Now yes—women kill too. But there’s a difference. In 2021, 6% of male homicide victims were killed by an intimate partner. You have to assume some of that number included women and a percentage was in self-defense. When a woman no longer wants a man, she’ll usually just leave and find another, if she doesn’t have one already. But when a man sees his woman as his possession, leaving can feel like theft (even if he has someone else on the side). To him, she is his identity, his pride, his control. And when that’s threatened, some men snap.
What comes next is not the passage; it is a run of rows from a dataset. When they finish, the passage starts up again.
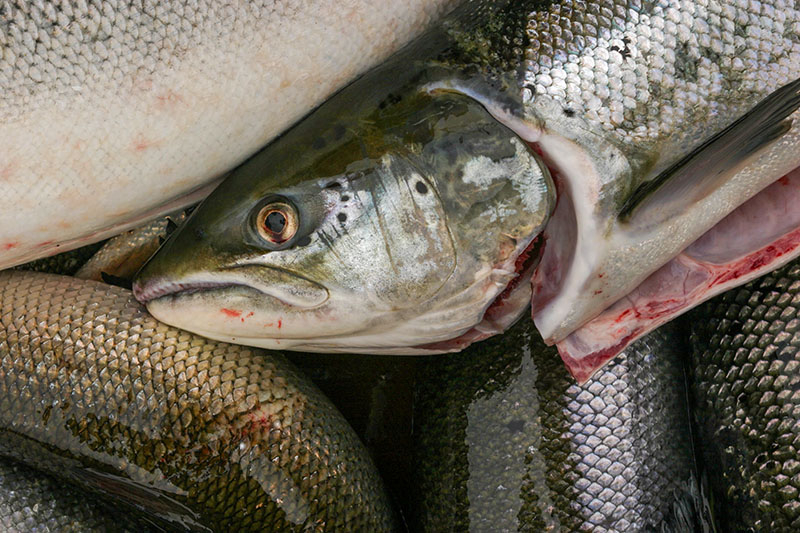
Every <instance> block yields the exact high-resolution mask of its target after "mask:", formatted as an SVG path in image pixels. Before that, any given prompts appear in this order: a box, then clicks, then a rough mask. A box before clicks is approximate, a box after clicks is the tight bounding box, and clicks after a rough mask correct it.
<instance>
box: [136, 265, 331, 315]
mask: <svg viewBox="0 0 800 533" xmlns="http://www.w3.org/2000/svg"><path fill="white" fill-rule="evenodd" d="M230 288H244V289H250V290H254V291H256V292H258V293H261V294H263V295H266V296H269V297H272V298H274V299H276V300H279V301H280V302H281V303H283V304H285V305H287V306H291V307H297V308H304V309H308V308H314V307H318V306H320V305H322V304H323V303H325V302H326V301H327V300H328V298H329V292H328V289H326V288H325V287H324V286H322V285H320V284H319V283H316V282H314V281H311V280H309V279H307V278H304V277H302V276H299V275H297V274H295V273H294V272H290V271H288V270H283V269H279V268H272V267H265V266H255V265H244V266H236V267H231V268H226V269H223V270H220V271H218V272H214V273H213V274H204V275H202V277H201V275H196V276H187V277H186V278H184V279H181V280H174V279H169V278H164V277H154V278H150V279H137V280H136V281H135V282H134V283H133V287H132V289H133V296H134V297H135V298H136V299H137V300H138V301H139V302H141V303H143V304H148V303H150V302H153V301H154V300H158V299H162V298H181V297H184V296H190V295H193V294H198V293H204V292H211V291H217V290H220V289H230Z"/></svg>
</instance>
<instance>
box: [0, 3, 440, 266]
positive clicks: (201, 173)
mask: <svg viewBox="0 0 800 533" xmlns="http://www.w3.org/2000/svg"><path fill="white" fill-rule="evenodd" d="M454 4H455V2H454V1H453V0H434V1H418V0H414V1H411V2H388V3H384V4H383V7H382V8H381V9H375V8H374V5H373V4H372V3H370V2H364V1H362V0H348V1H346V2H341V1H334V0H319V1H317V0H315V1H311V2H306V1H300V0H278V1H272V0H261V1H248V2H238V1H228V0H226V1H222V2H220V1H210V0H199V1H191V2H190V1H186V0H170V1H152V0H145V1H142V2H118V1H116V0H90V1H81V2H61V1H54V0H43V1H37V2H29V1H27V0H6V1H4V2H2V3H0V92H2V94H3V98H2V100H0V197H2V204H0V228H2V230H0V268H4V267H8V266H12V265H15V264H19V263H23V262H26V261H30V260H32V259H35V258H38V257H42V256H46V255H52V254H53V253H56V252H58V251H64V250H67V249H69V248H74V247H78V246H81V245H83V244H88V243H89V242H94V241H98V240H101V239H103V238H106V237H110V236H111V235H113V234H115V233H119V231H122V230H123V229H127V228H128V227H133V226H135V225H137V223H141V222H143V221H145V220H148V219H150V218H154V217H155V216H157V215H158V214H163V213H166V212H169V211H170V210H171V209H173V210H174V209H175V208H178V207H181V205H184V206H185V205H189V204H190V203H192V201H194V202H196V201H198V200H199V199H201V198H202V197H203V196H205V195H206V194H208V192H210V190H211V189H210V188H207V187H206V188H205V189H200V190H198V188H201V187H204V186H208V184H209V183H211V182H212V181H213V180H214V179H215V178H216V177H218V176H220V175H221V174H222V173H223V172H225V171H226V170H228V169H230V168H232V167H233V166H235V165H236V164H238V163H239V162H241V161H243V160H244V159H245V158H246V157H248V156H249V155H250V154H252V153H254V152H255V151H256V150H257V149H258V148H260V147H261V146H263V145H264V144H265V143H266V142H267V141H268V140H270V139H271V138H273V137H274V136H276V135H277V134H278V133H280V132H281V131H282V130H283V129H284V128H286V127H287V126H288V125H290V124H291V123H292V122H293V121H295V120H296V119H298V118H299V117H301V116H302V115H303V114H305V113H307V112H308V111H309V110H310V109H312V108H313V107H314V106H315V105H317V104H319V103H320V102H321V101H322V100H324V99H325V98H326V97H327V96H329V95H330V94H331V93H333V92H334V91H335V90H337V89H338V88H339V87H341V86H342V85H344V84H345V83H347V82H348V81H350V80H351V79H352V78H354V77H355V76H357V75H358V74H360V73H361V72H363V71H364V70H365V69H367V68H369V67H371V66H372V65H374V64H376V63H378V62H379V61H381V60H382V59H384V58H386V57H387V56H388V55H389V54H391V53H392V52H394V51H396V50H397V49H399V48H400V47H402V46H403V45H404V44H405V43H406V42H407V41H408V40H410V39H411V38H412V37H413V36H415V35H417V34H419V33H420V32H421V31H422V30H423V29H424V28H425V27H427V25H428V24H430V23H431V22H432V21H433V20H435V19H437V18H438V17H439V16H441V15H442V14H443V13H445V12H447V11H448V10H449V9H450V8H451V7H452V6H453V5H454ZM34 190H35V191H36V194H32V193H31V191H34ZM192 191H196V192H195V193H193V196H191V195H190V193H192ZM187 195H190V196H187ZM98 206H99V207H98Z"/></svg>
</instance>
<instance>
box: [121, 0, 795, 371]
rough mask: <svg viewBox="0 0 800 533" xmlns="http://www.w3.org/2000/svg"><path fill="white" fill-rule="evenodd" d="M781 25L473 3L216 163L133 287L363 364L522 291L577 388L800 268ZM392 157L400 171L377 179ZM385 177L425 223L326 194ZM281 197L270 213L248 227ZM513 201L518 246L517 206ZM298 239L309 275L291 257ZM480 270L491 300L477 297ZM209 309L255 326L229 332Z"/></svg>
mask: <svg viewBox="0 0 800 533" xmlns="http://www.w3.org/2000/svg"><path fill="white" fill-rule="evenodd" d="M797 20H798V12H797V9H796V7H795V6H794V4H793V3H791V2H789V3H786V2H782V1H776V2H771V3H770V2H768V3H760V4H757V5H756V4H753V5H750V4H747V5H744V4H741V5H740V4H738V3H735V2H715V3H713V4H708V5H705V4H697V3H696V2H689V1H686V2H677V3H676V2H651V3H645V4H640V3H638V2H627V1H621V0H619V1H618V0H609V1H605V2H592V3H588V4H583V3H575V4H573V3H571V2H559V3H549V4H542V3H541V2H511V3H507V4H498V3H483V2H476V3H470V4H468V5H466V6H465V7H463V8H462V9H461V10H460V11H459V12H458V13H456V14H455V15H454V16H453V17H452V18H450V19H448V20H447V21H446V22H444V23H443V24H442V25H441V26H439V27H438V29H435V30H433V31H431V32H430V33H428V34H427V35H426V36H425V37H424V38H423V39H421V40H420V41H419V42H417V43H416V44H415V45H413V46H412V47H411V48H409V49H408V50H406V51H405V52H403V53H401V54H399V55H398V56H396V57H395V58H394V59H393V60H392V62H390V63H389V64H387V65H384V66H382V67H380V68H379V69H377V70H374V71H372V72H371V73H370V74H368V75H366V76H364V77H362V78H361V79H359V80H358V81H356V82H355V83H353V84H352V85H350V86H349V87H348V88H346V89H345V90H344V91H342V92H341V93H339V94H338V95H336V96H335V97H334V98H332V99H331V100H329V101H328V102H326V104H325V105H323V106H322V107H321V108H320V109H319V110H317V111H316V112H315V113H313V114H312V115H310V116H308V117H307V118H306V119H305V120H304V121H303V122H301V123H300V124H299V125H298V126H296V127H295V128H294V129H293V130H292V131H291V132H289V134H287V135H286V136H284V137H282V138H281V139H279V140H278V141H277V142H275V143H273V144H272V145H270V146H269V147H267V148H266V149H265V151H263V152H262V153H261V154H260V155H258V156H257V157H255V158H253V159H252V160H250V161H249V162H248V163H247V164H246V165H244V166H243V167H241V168H240V169H238V170H237V171H235V172H234V173H233V174H232V175H231V177H230V178H229V179H228V180H227V181H226V182H225V183H224V184H223V185H222V186H221V187H220V188H219V189H217V191H215V193H214V194H213V195H212V196H210V197H209V198H208V200H207V201H206V202H205V203H204V204H203V205H202V206H201V207H200V208H199V210H198V211H197V213H196V214H195V216H194V217H193V218H192V219H190V220H189V221H188V223H187V224H186V226H185V227H184V229H183V230H181V231H179V232H176V233H175V234H173V237H172V239H171V240H170V241H169V242H167V244H166V245H165V247H164V248H163V249H162V251H161V252H160V253H159V254H157V255H156V257H155V259H154V260H153V261H151V263H150V264H149V265H148V266H146V267H145V268H144V269H143V271H142V272H141V274H140V279H139V282H138V283H137V284H136V285H135V287H134V292H135V294H136V295H137V297H139V298H140V299H141V300H142V301H145V302H147V304H148V309H149V310H150V311H151V312H152V313H153V314H154V315H155V316H157V317H159V318H160V319H162V320H165V321H167V322H172V323H175V324H177V325H180V326H181V327H185V328H188V329H191V330H194V331H198V332H201V333H203V334H204V335H209V336H211V337H213V338H219V339H225V340H234V339H235V342H244V343H250V344H254V345H259V346H271V347H275V346H278V345H280V346H281V347H292V348H295V347H296V349H303V350H315V351H316V350H318V351H326V350H327V351H332V350H333V351H353V350H356V351H367V352H373V353H435V352H442V351H452V350H458V349H461V348H463V347H464V346H466V345H468V344H470V343H471V342H474V341H476V340H479V339H482V338H485V337H487V336H490V335H492V334H495V333H497V332H500V331H502V330H503V329H505V328H507V327H508V325H509V324H510V323H512V322H513V321H514V319H516V318H517V317H518V316H519V315H520V314H521V311H522V308H523V307H524V304H523V300H524V299H525V297H526V296H530V300H531V302H532V309H533V318H534V321H535V323H536V325H537V327H538V329H539V331H540V332H541V334H542V336H543V337H544V339H545V340H546V342H548V343H549V344H557V345H558V347H559V351H560V353H561V356H562V358H563V359H564V360H565V362H566V363H567V365H568V367H569V368H570V370H571V372H572V373H573V375H574V376H575V377H576V378H578V379H579V380H580V381H583V380H586V379H587V378H588V377H589V376H590V375H591V374H592V373H593V372H594V371H596V370H597V369H598V368H599V367H600V366H602V365H603V364H605V363H606V362H607V361H608V360H609V359H610V358H611V357H613V355H615V354H616V353H619V352H620V351H621V350H622V349H623V348H624V346H626V345H627V344H629V343H630V342H632V341H633V340H634V339H636V338H637V337H639V336H641V335H643V334H645V333H646V332H647V331H649V330H651V329H653V328H654V327H655V326H656V325H659V324H661V323H663V322H665V321H667V320H669V319H671V318H672V317H674V316H676V315H677V314H680V313H681V312H683V311H685V310H686V309H688V308H690V307H691V306H693V305H696V304H697V303H698V302H699V301H701V300H702V299H704V298H708V297H710V296H711V295H712V294H713V293H715V292H720V291H722V290H724V289H725V288H728V287H730V286H733V285H735V284H740V283H744V282H745V281H747V279H750V278H752V277H754V276H756V275H758V274H759V273H763V272H764V271H767V270H769V269H772V268H776V267H777V266H779V265H780V264H781V263H783V262H785V261H788V260H789V259H790V258H791V257H793V256H796V255H797V254H798V253H800V218H799V217H800V215H798V214H797V210H796V209H792V207H791V206H792V205H793V204H794V202H792V201H787V198H790V197H791V198H793V197H794V196H792V195H793V194H795V192H796V191H800V188H798V184H800V174H798V173H797V172H794V170H795V169H796V168H798V167H800V149H798V147H800V125H798V120H797V119H798V118H800V114H799V113H798V112H797V109H798V107H800V81H798V80H800V26H798V23H797ZM475 103H477V104H480V106H482V108H483V110H484V113H483V114H482V113H480V112H479V111H478V110H476V109H474V104H475ZM455 117H461V118H459V119H456V118H455ZM464 117H467V118H466V119H465V118H464ZM459 120H460V121H461V122H460V123H459ZM492 121H494V122H495V123H497V125H492ZM445 123H447V125H445ZM448 128H449V129H448ZM459 128H460V129H459ZM445 130H446V133H444V132H445ZM434 131H435V132H436V133H434V134H431V132H434ZM482 131H483V132H486V131H493V132H494V133H492V134H491V138H492V139H493V140H494V142H493V143H490V142H488V140H487V139H488V137H487V139H482V140H480V142H478V141H476V139H478V138H479V137H480V132H482ZM336 132H340V133H341V135H340V138H339V139H340V140H336V139H335V137H336ZM462 134H463V138H464V139H469V138H471V139H472V142H461V137H462ZM448 138H450V139H458V140H459V142H458V143H457V144H456V143H453V144H452V145H448V144H447V142H446V139H448ZM509 145H512V146H514V147H515V149H514V151H515V154H516V156H514V157H513V158H511V157H509V156H508V155H506V154H507V153H508V149H509V148H508V147H509ZM437 149H438V150H439V152H438V153H441V154H444V155H446V157H440V158H439V159H435V158H431V157H430V154H431V153H432V152H435V151H436V150H437ZM408 154H410V155H408ZM397 158H401V159H402V158H406V160H408V161H410V162H411V167H408V166H406V167H404V166H402V165H395V166H391V165H389V164H387V161H392V160H395V159H397ZM426 158H427V159H426ZM434 160H435V161H434ZM521 168H529V169H537V168H538V170H533V171H526V172H523V173H520V170H519V169H521ZM381 173H383V174H385V175H391V176H392V177H393V178H394V179H396V180H398V182H400V183H402V182H403V181H405V182H406V183H411V184H412V185H413V180H414V179H415V178H414V176H416V175H422V176H424V177H425V178H426V179H427V182H426V183H427V185H426V187H425V188H426V190H427V189H429V188H430V189H431V190H432V191H433V193H434V196H435V197H436V199H437V200H438V201H439V202H440V205H439V207H438V208H436V209H435V210H432V211H428V212H427V214H425V215H422V217H423V220H424V221H425V222H424V223H422V224H419V225H418V226H412V227H404V226H403V225H402V224H398V223H387V222H389V221H390V220H391V216H392V215H391V213H392V212H394V211H403V210H405V212H412V211H414V212H419V213H420V214H421V211H419V210H418V206H417V205H416V204H415V202H416V200H415V198H414V195H413V187H411V186H409V185H406V188H407V190H408V191H410V192H411V193H412V194H410V195H409V194H405V193H402V194H401V191H402V189H403V187H400V188H392V187H387V186H382V187H373V188H372V189H370V190H369V192H368V193H367V192H366V190H365V193H364V196H365V197H368V198H370V204H369V206H367V207H364V208H363V209H361V208H359V209H357V210H355V211H347V209H351V205H352V204H348V203H347V201H348V200H349V199H350V198H351V197H352V198H354V200H353V201H354V202H355V201H356V200H355V199H358V201H360V195H354V194H351V192H352V191H350V190H349V189H348V190H347V191H345V192H344V193H342V194H341V195H339V196H337V195H332V194H331V193H330V192H326V191H325V190H324V189H325V187H326V185H323V183H325V184H328V185H330V186H333V184H334V182H337V180H344V181H343V182H342V184H346V185H347V187H353V186H355V187H356V188H357V187H358V186H357V185H354V184H356V183H360V182H359V181H358V180H360V179H361V178H360V177H361V176H362V175H374V174H381ZM525 180H528V181H527V182H526V181H525ZM779 180H780V181H779ZM304 182H305V184H306V185H302V184H303V183H304ZM298 183H300V185H297V184H298ZM313 183H316V185H310V184H313ZM776 183H778V185H775V184H776ZM473 185H478V186H480V187H483V188H484V194H483V196H481V195H478V194H475V193H474V191H472V190H470V186H473ZM779 185H780V186H779ZM783 185H785V186H786V188H785V189H784V188H781V187H782V186H783ZM297 187H300V188H302V190H303V195H304V196H303V197H302V198H301V197H300V196H298V194H297V193H296V192H295V191H296V190H298V189H296V188H297ZM313 187H317V189H318V191H316V192H315V191H313V190H312V189H313ZM497 190H500V191H507V192H505V193H502V194H499V195H498V193H496V191H497ZM243 191H246V192H243ZM786 191H794V192H791V194H789V193H787V192H786ZM280 198H284V199H287V202H286V203H285V205H284V204H280V202H279V203H277V204H274V206H277V207H276V210H273V209H272V207H268V208H267V210H268V211H269V213H268V214H265V215H264V216H265V217H267V216H272V217H273V219H267V218H264V219H261V218H259V217H258V216H257V215H256V214H253V213H257V212H258V209H261V208H262V207H264V206H266V205H267V204H269V201H270V200H271V199H272V200H275V199H280ZM343 198H347V199H348V200H342V199H343ZM529 200H530V209H529V212H530V213H535V215H536V216H535V217H532V218H531V219H530V223H529V225H528V226H527V228H528V229H530V231H531V233H529V234H527V235H525V234H523V228H524V226H523V225H522V223H521V222H522V220H521V219H520V220H517V219H514V217H513V214H516V215H517V216H520V215H524V214H525V209H526V208H524V207H521V206H522V205H523V204H525V203H526V202H528V201H529ZM276 201H277V200H276ZM281 201H283V200H281ZM514 202H516V204H515V203H514ZM270 205H272V204H270ZM740 207H742V208H743V211H739V210H738V208H740ZM265 213H266V212H265ZM270 214H271V215H270ZM384 214H388V215H389V216H388V218H387V217H384ZM333 216H336V217H337V218H336V219H333V218H331V217H333ZM340 216H342V217H343V219H340V220H339V222H342V224H339V222H337V219H338V217H340ZM542 216H544V218H542ZM274 217H279V218H274ZM280 217H283V218H280ZM295 219H297V220H295ZM270 220H272V221H273V222H275V221H278V222H280V224H279V226H280V227H279V228H278V229H280V232H281V235H282V236H285V232H286V231H289V232H290V233H291V236H292V238H291V239H286V240H284V241H281V242H280V246H279V247H277V248H276V247H275V246H274V245H271V244H270V243H269V242H268V241H269V239H267V240H266V241H265V240H264V239H261V240H259V239H258V238H255V239H253V238H252V237H251V236H252V234H253V232H254V231H255V232H258V231H262V229H263V224H264V223H265V222H269V221H270ZM345 220H346V222H344V221H345ZM234 221H235V222H234ZM289 222H291V224H290V223H289ZM260 228H261V229H260ZM287 228H288V229H287ZM423 228H424V231H423ZM742 228H747V229H749V231H742ZM275 229H276V228H275V227H272V228H269V227H268V228H267V231H268V232H269V231H272V230H275ZM454 236H457V237H454ZM281 238H282V237H281ZM309 241H310V242H311V243H314V244H313V246H314V250H315V253H317V254H318V255H317V257H316V258H315V260H314V263H313V265H312V264H310V260H309V259H308V257H309V256H308V254H309V253H310V252H309V251H308V248H306V247H303V246H297V245H298V244H306V243H307V242H309ZM445 242H448V243H449V244H447V245H446V246H445V245H443V244H442V243H445ZM423 243H425V244H423ZM476 243H477V244H478V245H479V247H480V249H482V250H484V253H483V254H478V253H476V252H475V251H474V248H470V245H473V246H474V245H475V244H476ZM273 244H274V243H273ZM442 246H445V247H446V248H447V249H446V250H445V248H443V247H442ZM415 247H427V249H428V250H430V253H429V254H428V255H424V256H413V257H412V256H411V255H409V254H408V253H407V252H406V251H405V250H407V249H408V248H415ZM437 247H438V248H437ZM504 249H505V251H503V250H504ZM395 250H396V251H397V253H394V251H395ZM383 256H386V257H387V259H386V260H384V261H383V264H384V265H386V266H380V267H378V266H377V265H376V261H377V260H378V259H377V258H380V257H383ZM389 256H391V257H395V256H397V257H401V258H403V260H401V261H395V260H394V259H389V258H388V257H389ZM405 257H409V258H410V260H406V259H405ZM423 257H424V259H421V258H423ZM244 265H247V268H241V267H243V266H244ZM259 269H261V270H259ZM268 269H272V271H271V272H272V274H271V275H268V274H267V272H268ZM275 269H280V274H279V275H276V274H275ZM431 269H436V270H438V274H436V275H433V274H431V272H432V270H431ZM257 272H261V273H260V274H256V273H257ZM487 272H491V273H492V275H490V276H489V277H488V278H487V275H486V273H487ZM502 272H505V275H504V276H501V275H500V274H501V273H502ZM270 276H271V277H270ZM414 276H417V277H416V278H414ZM257 277H258V278H259V279H257V280H256V278H257ZM486 279H490V280H491V281H492V282H493V283H494V284H495V285H496V287H495V288H492V289H490V288H488V285H484V287H483V288H482V289H481V290H480V291H478V293H479V294H480V296H479V297H475V294H476V291H475V282H476V280H486ZM268 280H271V281H268ZM410 280H413V282H412V283H411V284H409V281H410ZM441 280H445V281H444V285H441V284H440V283H441ZM445 285H446V286H447V287H446V289H445V290H443V289H442V288H443V287H445ZM531 285H532V288H531ZM411 286H413V290H410V289H409V287H411ZM523 287H527V288H523ZM457 294H460V296H456V295H457ZM398 295H402V296H401V297H399V298H398ZM376 301H377V302H379V305H376V304H375V302H376ZM223 309H235V310H237V312H238V311H241V312H242V314H243V315H248V316H254V317H258V318H257V320H254V321H252V322H251V323H250V324H248V323H247V321H245V322H244V325H242V323H241V322H236V321H235V320H231V321H227V322H226V321H225V320H220V313H225V311H223ZM397 310H402V312H399V313H398V312H395V311H397ZM250 313H252V315H249V314H250ZM279 323H280V324H281V327H280V328H275V327H274V326H273V327H270V326H267V324H273V325H275V324H279Z"/></svg>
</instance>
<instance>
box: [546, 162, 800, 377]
mask: <svg viewBox="0 0 800 533" xmlns="http://www.w3.org/2000/svg"><path fill="white" fill-rule="evenodd" d="M798 206H800V168H798V169H795V170H794V171H792V172H791V173H789V174H788V175H787V176H784V177H783V178H781V179H780V180H778V181H777V182H775V183H774V184H772V185H770V186H769V187H767V188H766V189H764V190H763V191H761V192H760V193H759V194H757V195H756V196H754V197H753V198H751V199H750V200H748V201H747V202H746V203H744V204H742V205H741V206H740V207H739V208H738V209H736V210H735V211H733V212H732V213H731V214H729V215H728V216H727V217H726V218H724V219H723V220H721V221H720V222H719V223H718V224H717V225H716V226H714V227H713V228H711V230H709V231H708V232H707V233H706V234H704V235H703V236H702V237H701V238H700V239H698V240H697V241H695V242H694V243H693V244H691V245H690V246H689V247H688V248H687V249H686V250H684V251H683V252H682V253H681V254H680V255H678V256H677V257H675V258H674V259H672V260H671V261H670V262H669V263H667V264H666V265H664V266H663V267H661V268H660V269H659V270H657V271H656V272H654V273H653V274H652V275H651V276H650V277H648V278H647V279H646V280H645V281H644V282H642V284H641V285H639V286H638V287H637V288H636V289H635V290H633V291H632V292H631V293H629V294H628V295H627V296H626V297H625V298H623V299H621V300H619V301H618V302H616V303H615V304H614V305H612V306H611V307H609V308H608V309H606V310H605V311H603V312H602V313H601V314H600V315H599V316H597V317H596V318H594V319H592V320H591V321H590V322H588V323H587V324H585V325H584V326H582V327H581V328H579V329H577V330H576V331H574V332H573V333H571V334H570V335H569V336H568V337H567V338H565V339H564V340H562V341H560V342H558V343H557V344H556V346H557V347H558V351H559V353H560V354H561V357H562V359H563V360H564V362H565V363H566V365H567V368H568V369H569V371H570V373H571V374H572V375H573V376H574V377H575V379H576V380H578V382H580V383H583V382H585V381H586V380H588V379H589V378H590V377H591V376H592V374H594V373H595V372H596V371H597V370H598V369H599V368H601V367H602V366H603V365H605V364H606V363H607V362H608V361H609V360H611V359H612V358H613V357H614V356H615V355H617V354H618V353H620V352H621V351H622V350H624V349H625V347H627V346H628V345H629V344H630V343H631V342H633V341H634V340H636V339H638V338H639V337H641V336H642V335H645V334H647V333H648V332H650V331H652V330H654V329H655V328H657V327H658V326H660V325H661V324H664V323H665V322H668V321H670V320H672V319H673V318H675V317H677V316H678V315H680V314H682V313H684V312H686V311H688V310H689V309H691V308H693V307H695V306H696V305H698V304H700V303H702V302H704V301H705V300H708V299H709V298H711V297H712V296H715V295H717V294H719V293H721V292H724V291H726V290H728V289H730V288H733V287H736V286H738V285H742V284H743V283H746V282H748V281H750V280H752V279H754V278H757V277H758V276H761V275H764V274H766V273H768V272H770V271H771V270H774V269H776V268H778V267H780V266H782V265H784V264H785V263H787V262H789V261H790V260H792V259H794V258H795V257H798V256H800V208H798Z"/></svg>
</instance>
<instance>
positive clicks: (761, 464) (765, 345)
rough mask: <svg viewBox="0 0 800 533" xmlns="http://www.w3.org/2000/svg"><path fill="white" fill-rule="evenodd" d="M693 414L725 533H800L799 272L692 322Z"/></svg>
mask: <svg viewBox="0 0 800 533" xmlns="http://www.w3.org/2000/svg"><path fill="white" fill-rule="evenodd" d="M688 316H689V318H690V320H691V322H692V328H691V329H692V338H691V340H692V342H691V344H692V349H693V350H692V364H691V365H690V369H691V371H690V377H691V383H692V392H693V394H692V395H691V398H692V400H693V404H692V406H691V407H692V412H693V415H694V418H695V420H696V423H697V427H698V432H697V435H698V437H699V438H698V442H699V448H700V452H701V453H700V454H699V456H700V458H701V459H702V465H703V466H704V470H705V472H706V473H707V476H708V480H709V486H710V489H711V495H712V498H711V501H712V502H714V505H715V507H716V511H717V512H716V515H717V516H719V518H720V523H719V526H720V530H721V531H775V532H784V531H785V532H787V533H788V532H793V531H800V262H799V261H794V262H792V263H790V264H788V265H786V266H784V267H783V268H781V269H780V270H777V271H775V272H773V273H771V274H769V275H767V276H764V277H763V278H761V279H759V280H756V281H754V282H752V283H750V284H748V285H746V286H744V287H741V288H739V289H736V290H732V291H728V292H726V293H725V294H724V295H721V296H719V297H718V298H715V299H714V300H711V301H709V302H707V303H706V304H704V305H703V306H701V307H698V308H697V310H696V311H693V312H692V313H691V314H689V315H688Z"/></svg>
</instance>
Obviously, our definitions of love are not the same.
To a woman, a man is often her protector, her lover, her best friend—sometimes, her life.
But to some men, their woman and children are extensions of themselves. When things fall apart, they aren’t losing a partner—they’re losing control. Their reflection. Their definition.
Now, before anyone jumps down my throat, let me be clear. Not all men are like this. In fact, most are not. But we need to talk about the ones who are. Because silence is deadly.
And what I’ve learned—through study, therapy, and years of spiritual work—is that this destructive force within some men isn’t just about anger. It’s chemical. It’s instinctual. When unhinged, it’s trauma that was never healed.
In nature, male animals are the biggest, boldest, and most dangerous. They’re also the most beautiful and majestic. Male peacocks, lions, rams—stunning, but wild. When that beast within a man is in balance, he protects, builds, and uplifts. But when it’s unchained, he destroys.
Men, Please Hear Me:
If you feel yourself spiraling…
If you’ve ever felt out of control, violent, or full of rage…
You are not a monster.
But you do need help. And there’s no shame in that.
Get a therapist, a counselor, or a trusted spiritual advisor. Be real with your partner or your family. Let them know your triggers. Let them help you before you snap. That’s real strength. That’s the real Divine Masculine.
We need you—not the monster, but the protector. The builder. The king. The father. The lover.
And to that man out there who is reading this, the one who is trying to hold it all together—I see you. I forgive you. I ask for your forgiveness too. I need you.
We all do.
It takes a village.
And the Divine Masculine can’t be left out of the equation.